Robert F. Kennedy Jr. says he’s being investigated over whale carcass

National News

GLENDALE, Arizona — At his first major campaign rally for former President Donald Trump, Robert F. Kennedy Jr. told a crowd Saturday night that he was under investigation for his handling of a whale carcass many years ago.

Kennedy, who endorsed Trump last month after ending his independent bid for president, said on the event in Glendale, Arizona, that he had received a letter from a national fisheries institute “saying they were investigating me because I collected a whale specimen 20 years ago.” He suggested the investigation was politically motivated and said he believed he was protected by the statute of limitations.

The whale incident got here to light this summer after Kennedy admitted that he had left a dead bear cub in New York City's Central Park as a joke in 2014. This drew attention to an article from Town & Country from 2012 In it, his daughter Kick Kennedy said Kennedy once used a chainsaw to saw off the top of a dead whale off the shore of Hyannis Port, Massachusetts, and made the five-hour drive to her home in Mount Kisco, New York, with the top strapped to the roof of a minivan.

The mention of the investigation was an odd moment in a campaign rally through which Kennedy was each urging his supporters to support Trump and continuing to attempt to sell his own policies on health and environmental issues – now with a fresh MAGA coat of paint.

“Make America healthy again!” shouted Kennedy, a vaccine skeptic who promotes a disproven link between vaccines and autism, to the applause of a whole bunch within the Arizona Christian University gymnasium. “He's going to end the chronic disease epidemic and he wanted my help to do it.”

As Kennedy considered whether to finish his candidacy, he approached Vice President Kamala Harris and Trump to see in the event that they would offer him a Cabinet post. The Harris team declined to fulfill with him, but he found a sympathetic ear in Trump, despite the proven fact that that they had exchanged insults as rivals. While the previous president has not promised Kennedy a Cabinet post, he has hinted that he would work with Kennedy on a task force on chronic health issues.

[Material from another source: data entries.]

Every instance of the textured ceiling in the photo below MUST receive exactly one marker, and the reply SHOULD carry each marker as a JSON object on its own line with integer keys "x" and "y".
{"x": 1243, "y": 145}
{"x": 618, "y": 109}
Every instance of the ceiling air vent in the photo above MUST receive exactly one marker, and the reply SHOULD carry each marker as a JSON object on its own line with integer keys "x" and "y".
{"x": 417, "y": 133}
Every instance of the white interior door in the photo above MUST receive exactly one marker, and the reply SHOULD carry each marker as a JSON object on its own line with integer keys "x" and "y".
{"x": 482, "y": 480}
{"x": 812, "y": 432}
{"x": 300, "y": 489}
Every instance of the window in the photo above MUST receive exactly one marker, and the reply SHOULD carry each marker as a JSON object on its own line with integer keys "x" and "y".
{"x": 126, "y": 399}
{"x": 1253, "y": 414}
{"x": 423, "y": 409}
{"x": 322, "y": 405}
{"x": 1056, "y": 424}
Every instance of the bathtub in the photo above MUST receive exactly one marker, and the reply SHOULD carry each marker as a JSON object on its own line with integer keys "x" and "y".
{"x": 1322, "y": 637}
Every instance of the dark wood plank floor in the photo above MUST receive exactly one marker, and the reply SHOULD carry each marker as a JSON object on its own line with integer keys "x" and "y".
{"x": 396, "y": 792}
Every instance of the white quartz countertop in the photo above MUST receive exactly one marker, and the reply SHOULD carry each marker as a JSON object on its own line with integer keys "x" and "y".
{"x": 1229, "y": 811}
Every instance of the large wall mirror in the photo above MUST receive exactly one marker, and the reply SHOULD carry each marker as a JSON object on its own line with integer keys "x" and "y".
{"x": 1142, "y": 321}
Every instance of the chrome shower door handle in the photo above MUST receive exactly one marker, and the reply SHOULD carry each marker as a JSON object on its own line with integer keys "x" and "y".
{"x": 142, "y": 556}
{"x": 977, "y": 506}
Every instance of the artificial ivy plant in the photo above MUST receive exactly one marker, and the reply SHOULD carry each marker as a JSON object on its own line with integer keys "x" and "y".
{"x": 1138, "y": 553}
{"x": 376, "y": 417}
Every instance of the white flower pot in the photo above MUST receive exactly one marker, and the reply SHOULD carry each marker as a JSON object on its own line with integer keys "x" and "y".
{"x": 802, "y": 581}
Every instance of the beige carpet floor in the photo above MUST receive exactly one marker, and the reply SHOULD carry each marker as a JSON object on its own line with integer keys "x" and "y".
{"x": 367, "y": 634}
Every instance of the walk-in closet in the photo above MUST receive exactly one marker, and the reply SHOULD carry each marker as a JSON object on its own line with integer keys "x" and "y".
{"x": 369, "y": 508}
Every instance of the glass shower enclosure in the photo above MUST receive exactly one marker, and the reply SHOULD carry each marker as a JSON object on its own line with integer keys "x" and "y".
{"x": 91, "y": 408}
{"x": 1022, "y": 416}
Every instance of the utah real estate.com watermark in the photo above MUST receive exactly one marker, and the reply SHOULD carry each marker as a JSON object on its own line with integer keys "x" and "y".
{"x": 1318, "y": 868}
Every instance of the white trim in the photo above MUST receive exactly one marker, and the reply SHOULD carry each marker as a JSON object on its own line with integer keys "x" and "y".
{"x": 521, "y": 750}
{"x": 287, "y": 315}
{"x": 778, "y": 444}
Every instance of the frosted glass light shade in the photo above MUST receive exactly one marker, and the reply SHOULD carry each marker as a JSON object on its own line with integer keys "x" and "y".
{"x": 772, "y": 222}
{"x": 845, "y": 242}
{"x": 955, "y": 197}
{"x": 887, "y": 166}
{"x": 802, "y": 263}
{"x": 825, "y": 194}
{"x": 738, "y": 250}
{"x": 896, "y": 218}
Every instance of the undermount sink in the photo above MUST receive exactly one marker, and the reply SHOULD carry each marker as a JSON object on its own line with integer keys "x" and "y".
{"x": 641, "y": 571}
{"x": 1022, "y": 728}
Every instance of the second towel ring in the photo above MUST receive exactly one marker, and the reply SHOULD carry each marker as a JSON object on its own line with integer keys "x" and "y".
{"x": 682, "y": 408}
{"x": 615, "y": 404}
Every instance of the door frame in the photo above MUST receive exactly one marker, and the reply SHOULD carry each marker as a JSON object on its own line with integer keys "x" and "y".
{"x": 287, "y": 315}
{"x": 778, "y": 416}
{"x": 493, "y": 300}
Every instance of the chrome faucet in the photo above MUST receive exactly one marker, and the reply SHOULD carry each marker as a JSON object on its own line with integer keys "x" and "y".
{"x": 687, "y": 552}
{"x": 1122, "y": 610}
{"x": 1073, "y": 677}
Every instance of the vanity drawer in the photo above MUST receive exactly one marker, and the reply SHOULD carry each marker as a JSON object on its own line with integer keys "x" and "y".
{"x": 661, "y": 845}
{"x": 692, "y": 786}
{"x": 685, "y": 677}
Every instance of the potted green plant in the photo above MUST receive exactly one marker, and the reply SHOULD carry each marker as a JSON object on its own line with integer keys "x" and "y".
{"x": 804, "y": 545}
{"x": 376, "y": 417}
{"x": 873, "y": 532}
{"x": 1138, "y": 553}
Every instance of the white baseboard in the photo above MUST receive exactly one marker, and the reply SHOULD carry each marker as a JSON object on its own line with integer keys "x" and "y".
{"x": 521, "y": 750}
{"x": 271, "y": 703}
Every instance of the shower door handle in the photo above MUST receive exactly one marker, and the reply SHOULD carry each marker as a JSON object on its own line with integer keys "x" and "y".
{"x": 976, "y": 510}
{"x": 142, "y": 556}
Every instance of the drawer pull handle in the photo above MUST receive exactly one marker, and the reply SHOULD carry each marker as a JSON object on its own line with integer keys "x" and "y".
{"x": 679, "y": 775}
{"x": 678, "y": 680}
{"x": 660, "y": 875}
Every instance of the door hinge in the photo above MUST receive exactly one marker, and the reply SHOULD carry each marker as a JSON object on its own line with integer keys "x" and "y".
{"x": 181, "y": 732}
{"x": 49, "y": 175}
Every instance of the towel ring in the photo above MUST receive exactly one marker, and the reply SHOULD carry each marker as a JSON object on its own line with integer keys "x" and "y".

At the event, where he appeared alongside former Rep. Tulsi Gabbard of Hawaii, one other former Democrat, Kennedy attributed the country's political polarization to “hypnosis and a psychological operation” orchestrated by those in power.

Last month, the political arm of the Center for Biological Diversity, a progressive environmental group, sent a letter to the National Oceanic and Atmospheric Administration calling for an investigation into the whale incident, arguing that Kennedy can have broken conservation laws.

Removing body parts from a protected marine animal is against federal law so long as there remains to be “soft tissue” on the carcass.

On stage on the rally, Kennedy said he received a letter from the National Marine Fisheries Institute shortly after endorsing Trump. Kennedy could also be referring to the National Marine Fisheries Service, commonly referred to as NOAA Fisheries, which oversees marine conservation. Representatives from NOAA Fisheries didn’t immediately reply to a request for comment.

Kennedy said on the rally that he had responded to his potential whale researchers, accusing the federal government of allowing offshore wind farms that will kill whales on a large scale. Trump has also provided no evidence to support this claim.

When asked in regards to the investigation after the rally, Kennedy declined to supply further details, calling the subject “gossipy nonsense.”